Introducing EnforceCore: Runtime Enforcement for AI Agents

Today we're open-sourcing EnforceCore, a runtime enforcement layer for agentic AI systems. It's a Python library — not a service — that wraps your agent's tool calls with deterministic policy enforcement, PII redaction, cost controls, and tamper-proof audit trails.

One decorator. Zero external dependencies at runtime. Sub-millisecond overhead.

from enforcecore import enforce

@enforce(policy="policy.yaml")
async def search_web(query: str) -> str:
    return await api.search(query)

The Problem

AI agents are non-deterministic. They can:

  • Call tools they shouldn't — executing shell commands, deleting files, sending emails
  • Leak sensitive data — PII in prompts, API keys in outputs, credentials in logs
  • Run away with costs — infinite loops, unbounded token usage, cascading API calls
  • Leave no audit trail — no way to prove what happened after the fact

Traditional "guardrails" try to solve this at the prompt level — asking another LLM to judge whether the output is safe. This is probabilistic, slow, and bypassable.

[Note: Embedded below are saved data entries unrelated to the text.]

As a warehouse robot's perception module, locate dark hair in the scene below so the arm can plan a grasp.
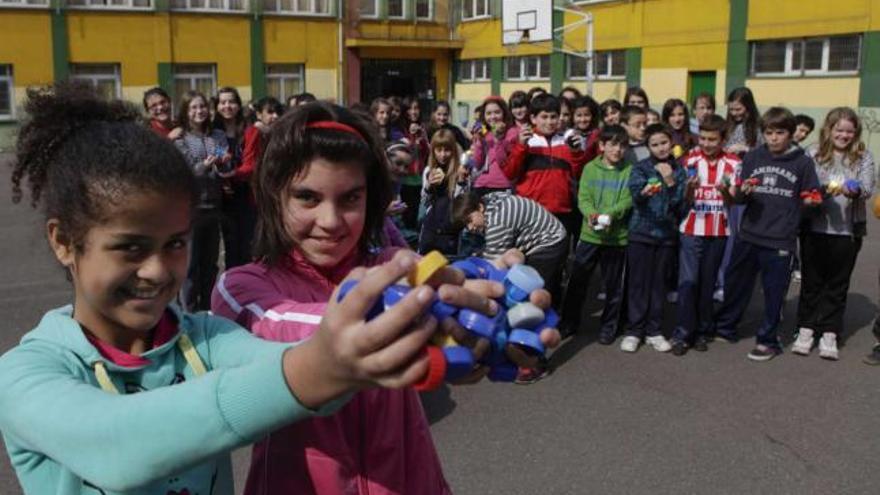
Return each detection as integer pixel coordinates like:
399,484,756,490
599,125,629,145
559,86,583,100
645,124,672,143
571,95,602,130
479,96,513,127
660,98,691,132
144,86,171,110
794,113,816,132
623,86,651,108
727,87,759,147
620,105,648,124
529,93,561,115
526,86,547,101
212,86,244,135
694,91,715,112
599,98,623,119
12,82,196,248
254,102,392,265
452,192,483,231
177,90,211,134
761,107,797,134
700,113,728,135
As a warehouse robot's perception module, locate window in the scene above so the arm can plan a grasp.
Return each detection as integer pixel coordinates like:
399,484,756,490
416,0,434,19
171,64,217,103
67,0,153,9
171,0,247,12
461,0,491,20
266,64,306,102
70,64,122,98
0,65,15,120
388,0,406,19
751,35,862,76
504,55,550,81
358,0,379,17
565,50,626,79
458,58,489,82
263,0,333,15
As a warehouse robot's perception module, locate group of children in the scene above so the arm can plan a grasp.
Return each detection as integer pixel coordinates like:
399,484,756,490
374,87,874,368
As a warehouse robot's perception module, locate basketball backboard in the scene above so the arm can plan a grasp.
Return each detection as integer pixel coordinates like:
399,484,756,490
501,0,553,45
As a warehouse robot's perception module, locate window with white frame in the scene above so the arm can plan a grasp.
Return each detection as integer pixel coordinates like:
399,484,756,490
70,64,122,99
458,58,489,82
416,0,434,19
263,0,333,15
565,50,626,79
358,0,379,17
461,0,492,20
172,64,217,103
266,64,306,102
504,55,550,81
388,0,406,19
171,0,247,12
67,0,153,9
0,64,15,120
750,34,862,76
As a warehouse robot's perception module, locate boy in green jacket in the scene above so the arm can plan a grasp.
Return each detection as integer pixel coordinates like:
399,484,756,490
562,125,632,345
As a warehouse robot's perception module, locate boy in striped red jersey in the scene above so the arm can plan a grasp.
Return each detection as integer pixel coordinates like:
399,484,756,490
672,115,741,356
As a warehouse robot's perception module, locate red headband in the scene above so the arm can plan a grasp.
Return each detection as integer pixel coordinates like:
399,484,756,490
306,120,367,142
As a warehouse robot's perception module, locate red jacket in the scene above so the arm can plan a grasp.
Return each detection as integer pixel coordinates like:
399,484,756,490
502,130,587,214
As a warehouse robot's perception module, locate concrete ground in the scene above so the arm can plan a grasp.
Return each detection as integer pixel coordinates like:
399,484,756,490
0,160,880,495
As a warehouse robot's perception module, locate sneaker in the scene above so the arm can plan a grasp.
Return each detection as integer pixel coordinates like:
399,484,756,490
862,343,880,366
645,335,672,352
672,340,687,356
620,335,642,352
791,328,813,356
748,344,782,362
694,337,709,352
819,332,840,361
513,367,550,385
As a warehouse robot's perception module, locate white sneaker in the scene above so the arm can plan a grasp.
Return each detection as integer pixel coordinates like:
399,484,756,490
620,335,642,352
645,335,672,352
819,332,840,361
791,328,813,356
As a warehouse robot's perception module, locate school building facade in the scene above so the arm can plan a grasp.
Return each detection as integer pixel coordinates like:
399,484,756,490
0,0,880,146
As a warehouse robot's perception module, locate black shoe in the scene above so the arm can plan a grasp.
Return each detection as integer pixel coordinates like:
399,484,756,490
862,344,880,366
672,340,687,356
694,337,709,352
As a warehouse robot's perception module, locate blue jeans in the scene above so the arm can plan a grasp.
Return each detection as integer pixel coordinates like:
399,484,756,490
715,239,792,350
672,235,727,344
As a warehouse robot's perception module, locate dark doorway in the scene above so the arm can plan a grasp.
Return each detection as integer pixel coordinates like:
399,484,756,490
361,58,437,112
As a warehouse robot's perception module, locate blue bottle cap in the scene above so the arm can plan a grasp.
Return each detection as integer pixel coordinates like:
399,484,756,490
508,328,544,355
488,362,519,383
443,345,474,382
431,299,458,323
458,309,495,339
507,302,544,329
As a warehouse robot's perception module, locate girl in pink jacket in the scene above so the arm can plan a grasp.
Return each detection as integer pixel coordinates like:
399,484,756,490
212,103,558,495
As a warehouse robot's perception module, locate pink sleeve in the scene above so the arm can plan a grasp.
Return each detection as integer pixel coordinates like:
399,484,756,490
211,265,327,342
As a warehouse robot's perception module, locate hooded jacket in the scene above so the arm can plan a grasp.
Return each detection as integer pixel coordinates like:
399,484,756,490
0,306,339,495
211,249,449,495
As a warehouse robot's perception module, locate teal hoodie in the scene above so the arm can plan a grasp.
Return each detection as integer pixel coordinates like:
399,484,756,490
0,306,348,495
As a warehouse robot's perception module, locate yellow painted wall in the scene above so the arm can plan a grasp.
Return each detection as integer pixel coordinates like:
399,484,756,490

The Solution: Runtime Enforcement

EnforceCore operates at the function call boundary, not the prompt level. When your agent calls a tool, EnforceCore intercepts the call and runs it through a deterministic enforcement pipeline:

graph LR
    A[Agent Tool Call] --> B[Input Validation]
    B --> C[Policy Check]
    C --> D{Allowed?}
    D -->|Yes| E[PII Redaction]
    D -->|No| F[Block + Audit]
    E --> G[Execute Function]
    G --> H[Output Redaction]
    H --> I[Audit Trail]

Every step is deterministic (YAML policies, not vibes), fail-closed (enforcement failures block the call), and auditable (SHA-256 Merkle-chained logs).

What's in the Box

Policy Engine

Define what your agent can and can't do in YAML. Supports allow/deny tool lists, policy inheritance via extends, content rules for injection detection, network domain controls, and sliding-window rate limiting.

name: "production"
on_violation: "block"

rules:
  denied_tools: [execute_shell, delete_file, send_email]
  allowed_tools: [search_web, calculator, read_file]

  pii_redaction:
    enabled: true
    categories: [email, phone, ssn, credit_card]
    strategy: "placeholder"

  resource_limits:
    max_call_duration_seconds: 30
    max_cost_usd: 5.00

  network:
    enabled: true
    allowed_domains: ["api.openai.com", "*.wikipedia.org"]
    deny_all_other: true

PII Redaction + Secret Detection

Regex-based detection with validation (Luhn checks for credit cards, entropy filters for API keys). Catches 7 PII categories and 11 secret types including AWS keys, GitHub tokens, database connection strings, and private keys.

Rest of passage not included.